Reinstalled Mercs today too, up to MP3.02a, though I'm not sure I have all the maps and crap I used to have. I ran into some problems with terrains and terrain patching, inasmuch as though while I have my original Vengeance discs, I never owned BlackKnight. I had the info from a BK CD sector-mapped onto my hard drive that I used to use which is now completely gone. DL'd the terrains from MekTek but I don't think I remembered correctly how to install it all. I guess it will be trial and error as maps come up that won't work for me.

Still no Ventrilo or TS2, and no FTP program, and all my cool screenshots and other saved content have been lost into the virtual ether, but it's nice to just have a working computer again (and it's faster now without all the miscellaneous stuff gumming up the works).
Spiff
QUOTE (Gwydion @ Mar 16 2006, 07:46 PM)
However, I now have a brand new SP2 WindowsXP disc, about a gazillion anti-spyware, anti-adware, and anti-virus programs, as well as a brand new firewall and a set of instructions (for <s>technical</s> neanderthals like me) for backing up my important stuff such that I can (hopefully) avoid the technological trauma I just endured.

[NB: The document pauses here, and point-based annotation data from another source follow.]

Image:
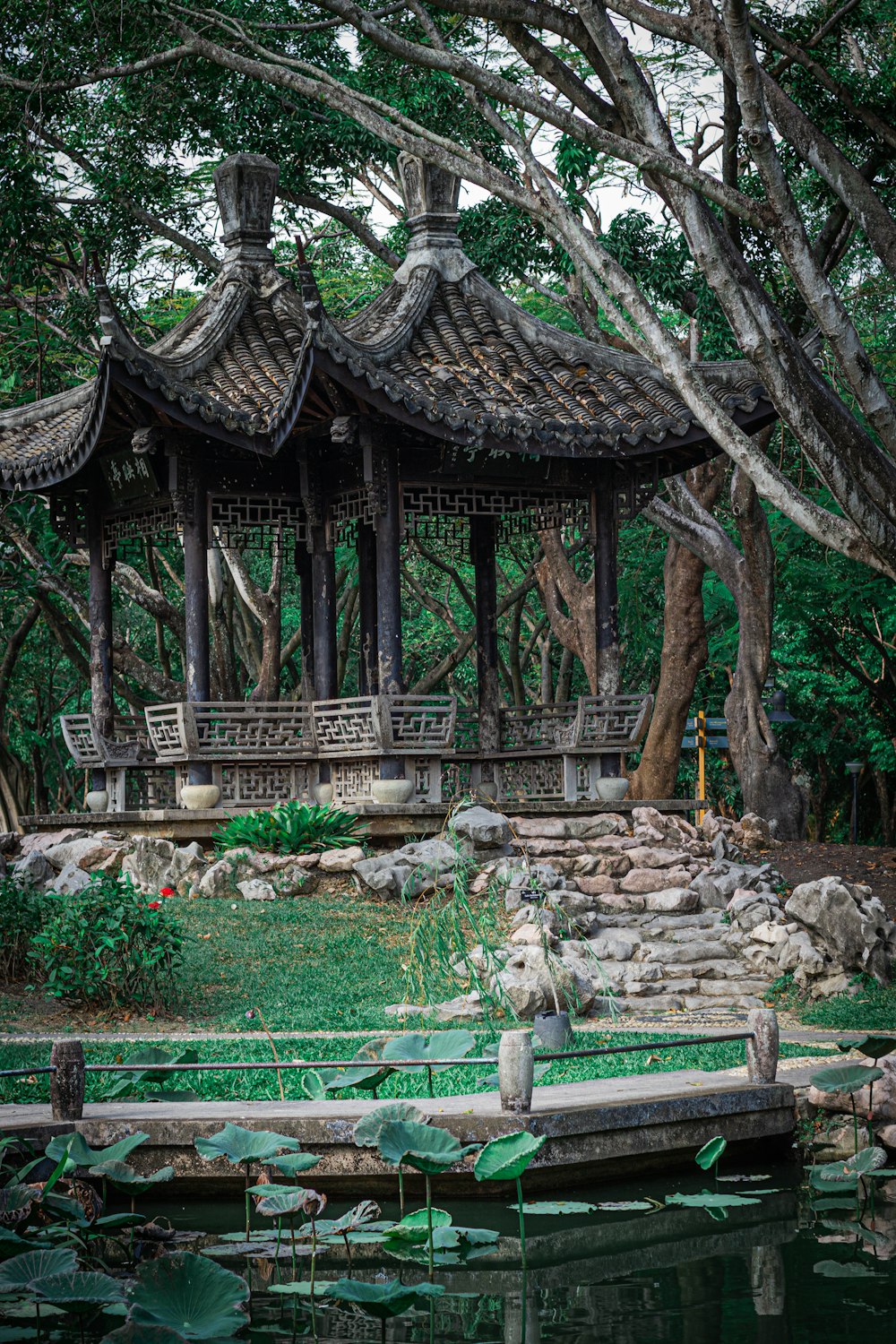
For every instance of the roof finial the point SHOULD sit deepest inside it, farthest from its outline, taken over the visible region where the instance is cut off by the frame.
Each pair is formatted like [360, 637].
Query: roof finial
[430, 199]
[246, 187]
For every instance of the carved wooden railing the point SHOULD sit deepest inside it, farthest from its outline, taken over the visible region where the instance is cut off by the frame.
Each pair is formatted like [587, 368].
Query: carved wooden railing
[226, 730]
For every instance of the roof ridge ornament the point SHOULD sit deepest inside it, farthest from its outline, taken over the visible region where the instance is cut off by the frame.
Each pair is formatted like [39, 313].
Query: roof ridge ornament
[246, 187]
[430, 199]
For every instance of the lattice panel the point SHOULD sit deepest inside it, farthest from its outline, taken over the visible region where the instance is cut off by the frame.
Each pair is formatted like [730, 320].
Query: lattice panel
[530, 780]
[145, 789]
[261, 785]
[121, 532]
[535, 728]
[352, 780]
[344, 728]
[254, 521]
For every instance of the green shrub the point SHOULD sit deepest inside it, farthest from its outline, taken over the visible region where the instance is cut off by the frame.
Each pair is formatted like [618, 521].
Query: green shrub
[109, 945]
[22, 910]
[292, 828]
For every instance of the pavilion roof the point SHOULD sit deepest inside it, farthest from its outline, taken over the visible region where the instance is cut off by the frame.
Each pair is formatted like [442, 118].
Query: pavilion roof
[440, 349]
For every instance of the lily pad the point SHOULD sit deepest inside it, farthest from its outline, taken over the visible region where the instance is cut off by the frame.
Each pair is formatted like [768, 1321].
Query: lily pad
[34, 1268]
[190, 1295]
[847, 1078]
[367, 1131]
[425, 1147]
[848, 1269]
[244, 1145]
[384, 1300]
[506, 1158]
[549, 1207]
[711, 1199]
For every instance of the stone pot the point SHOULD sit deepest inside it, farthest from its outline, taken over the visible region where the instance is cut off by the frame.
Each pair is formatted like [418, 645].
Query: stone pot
[554, 1030]
[392, 790]
[199, 797]
[610, 788]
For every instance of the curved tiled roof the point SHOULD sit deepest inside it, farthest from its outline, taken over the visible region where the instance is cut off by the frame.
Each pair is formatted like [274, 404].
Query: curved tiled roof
[440, 349]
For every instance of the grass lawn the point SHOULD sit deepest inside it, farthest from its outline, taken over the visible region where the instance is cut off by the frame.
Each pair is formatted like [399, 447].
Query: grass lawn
[447, 1081]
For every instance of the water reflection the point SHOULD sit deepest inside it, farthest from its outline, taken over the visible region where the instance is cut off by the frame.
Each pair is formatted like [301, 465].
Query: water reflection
[680, 1276]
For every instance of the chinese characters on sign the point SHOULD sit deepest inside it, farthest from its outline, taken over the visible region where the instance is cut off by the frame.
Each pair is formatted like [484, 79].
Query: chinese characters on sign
[129, 478]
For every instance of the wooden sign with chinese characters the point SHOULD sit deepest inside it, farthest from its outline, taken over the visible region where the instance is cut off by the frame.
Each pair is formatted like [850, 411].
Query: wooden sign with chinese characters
[129, 476]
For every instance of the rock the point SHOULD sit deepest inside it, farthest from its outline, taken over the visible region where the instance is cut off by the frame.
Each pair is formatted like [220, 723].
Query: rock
[595, 886]
[481, 828]
[70, 879]
[592, 828]
[43, 840]
[34, 868]
[641, 881]
[410, 870]
[673, 900]
[755, 832]
[340, 860]
[847, 922]
[255, 890]
[220, 881]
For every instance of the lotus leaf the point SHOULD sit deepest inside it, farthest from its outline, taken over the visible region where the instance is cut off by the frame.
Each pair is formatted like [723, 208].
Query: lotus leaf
[549, 1207]
[425, 1147]
[847, 1078]
[441, 1046]
[75, 1148]
[244, 1145]
[132, 1333]
[125, 1177]
[707, 1199]
[34, 1266]
[506, 1158]
[190, 1295]
[711, 1152]
[290, 1164]
[874, 1047]
[367, 1131]
[834, 1269]
[80, 1292]
[383, 1300]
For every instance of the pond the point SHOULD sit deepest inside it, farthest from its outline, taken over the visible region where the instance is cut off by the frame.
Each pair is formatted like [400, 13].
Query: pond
[777, 1271]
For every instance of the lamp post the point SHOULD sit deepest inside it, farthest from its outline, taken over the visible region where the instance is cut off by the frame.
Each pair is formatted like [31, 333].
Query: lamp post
[855, 771]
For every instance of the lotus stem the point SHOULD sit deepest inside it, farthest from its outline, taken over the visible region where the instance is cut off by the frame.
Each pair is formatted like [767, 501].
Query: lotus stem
[519, 1201]
[429, 1223]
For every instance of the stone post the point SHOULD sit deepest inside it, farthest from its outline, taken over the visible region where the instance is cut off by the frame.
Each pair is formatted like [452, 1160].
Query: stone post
[516, 1070]
[67, 1083]
[762, 1051]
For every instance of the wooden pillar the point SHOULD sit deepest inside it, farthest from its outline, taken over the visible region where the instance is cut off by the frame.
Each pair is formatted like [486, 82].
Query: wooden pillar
[389, 590]
[306, 618]
[482, 554]
[367, 658]
[196, 655]
[606, 601]
[102, 704]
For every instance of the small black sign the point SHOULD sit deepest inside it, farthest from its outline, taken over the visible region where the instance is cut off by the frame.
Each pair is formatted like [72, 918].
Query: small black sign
[129, 476]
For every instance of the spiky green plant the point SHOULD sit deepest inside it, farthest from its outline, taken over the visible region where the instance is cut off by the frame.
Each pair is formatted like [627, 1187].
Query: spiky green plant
[292, 827]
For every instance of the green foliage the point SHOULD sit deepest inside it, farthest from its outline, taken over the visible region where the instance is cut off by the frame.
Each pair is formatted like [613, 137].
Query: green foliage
[190, 1295]
[506, 1158]
[292, 828]
[105, 945]
[22, 914]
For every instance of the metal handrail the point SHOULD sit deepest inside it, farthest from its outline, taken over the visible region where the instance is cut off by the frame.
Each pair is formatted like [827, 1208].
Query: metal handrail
[398, 1064]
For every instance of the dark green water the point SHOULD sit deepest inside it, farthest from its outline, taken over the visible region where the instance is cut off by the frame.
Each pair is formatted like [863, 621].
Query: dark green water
[669, 1277]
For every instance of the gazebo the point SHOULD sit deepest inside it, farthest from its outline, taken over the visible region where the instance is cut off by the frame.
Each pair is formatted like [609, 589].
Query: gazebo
[443, 409]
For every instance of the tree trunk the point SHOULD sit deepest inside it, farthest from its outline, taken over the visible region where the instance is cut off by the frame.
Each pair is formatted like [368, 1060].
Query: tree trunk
[766, 780]
[684, 650]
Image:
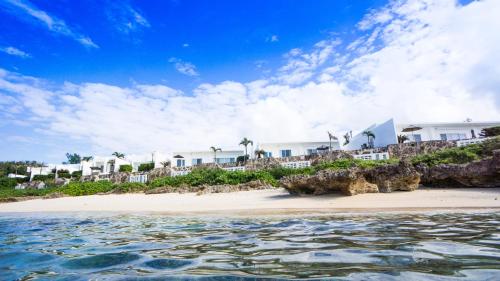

Have you ever tried the NBT map CDs Gwyd? There's a ton of crap on them, and it's one installer. I may have used them once, I don't remember.

I always forget to back up my screenshots when I either uninstall or nuke. I wish I hadn't. sad.gif
Cpt_Lemur
Just out of curiosity...did you wipe and reinstall on the same hard drive, or did you buy a new one? If you still have the old one, I'd guess you could get back in and get your files off of it even if XP was horked.

If, however, you wiped and installed on the same HD...it would be harder. Depends on how you did it. If you have partitions, and you set them up like you had them before, you might have a shot and recovering files with the right utility.

And if it happens again...I have CD we lovingly call "The Key" that will rip the Windows admin password off and let you put in a new one. Had to use it to recover laptops every so often when I was deployed.
Gwydion
Same hard drive, I've written off everything that used to be on it as lost.

As for "the Key," I already tried what I guess was a similar Linux utility that was supposed to be able to retrieve and/or change the Admin password. It didn't work because my entire admin profile was missing, as were all the others.
Hazmat
Erm... you could have used the option to repair the windows XP installation. Keeps all your files while fixing the broken system stuff.

ph34r.gif
Gwydion
QUOTE (Hazmat @ Apr 21 2006, 02:14 PM)
Erm... you could have used the option to repair the windows XP installation. Keeps all your files while fixing the broken system stuff.

ph34r.gif
*

Before I reinstalled I tried that too, no dice. I had updated XP to SP2 but only had the disc for my original installation so it couldn't repair everything. I clicked through the missing file messages to fix as much as possible, but when I rebooted afterwards the same login problem cropped up.